Settled as early as the Chalcolithic period, Appolonia-Arsuf became an urban center under Sidonian hegemony during the Persian period in the late 6th century BC. The people living in the town were Phoenicians, who left their linguistic mark by naming the town after one of their gods, Reshef (Resheph). From an inscription on the tomb of Eshmunazor II, king of Sidon (Lebanon), we learn that the Sharon plain used to be the fertile lands of grain (the tomb is on display in the Louvre, Paris). The site was renamed to Appolonia during the Helenistic period, since Apollo was identified with the god Reshef. Little has remained from those early periods.
Appolonia is first mentioned in historical sources during the Roman period (Flavius Josephus, Pliny the Elder, Ptolemy). It became an important way-point on the coastal road called Via Maris. Remains of a Roman villa can be seen at the southern end of the park. Following destruction by a devastating earthquake in the early 2nd century CE, the town was quickly rebuilt.
During the Byzantine period, the town – then known as Sozousa (Suzussa) – extended to become the second largest city in the Sharon plain, after Caesarea. At the time it was populated by Christians and Samaritans. Remains of a Byzantine church including a mosaic floor have been revealed, as well as remnants of a prosperous glass industry.

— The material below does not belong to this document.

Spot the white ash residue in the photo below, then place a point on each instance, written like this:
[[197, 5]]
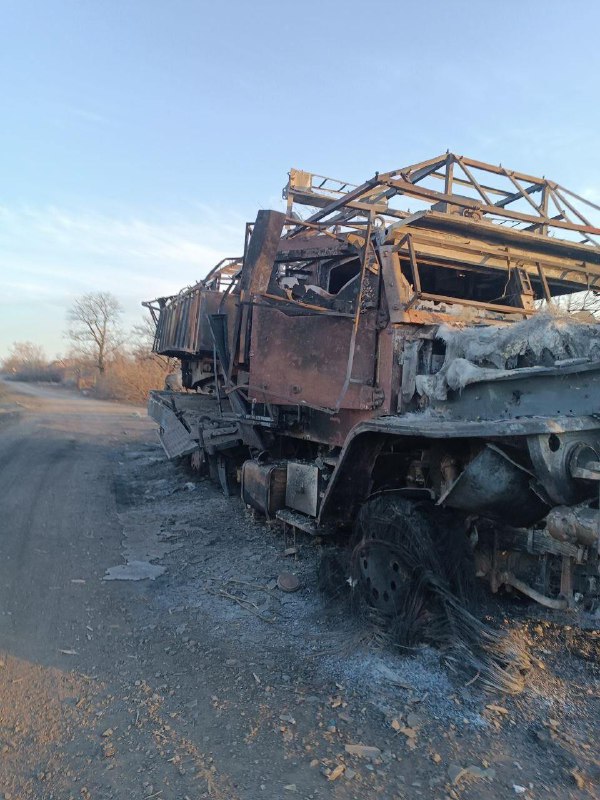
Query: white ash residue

The town was conquered by the Muslims in 640, who restored the Semitic name Arsuf as Arabic transliteration of Reshef. The towns area decreased during the Muslim period and a wall was built dating back to the reign of the Ummayyad Caliph Abd el-Malik (685-705 CE), remains of which can be seen on the southern and western parts of the site. An early Islamic market street has also been uncovered.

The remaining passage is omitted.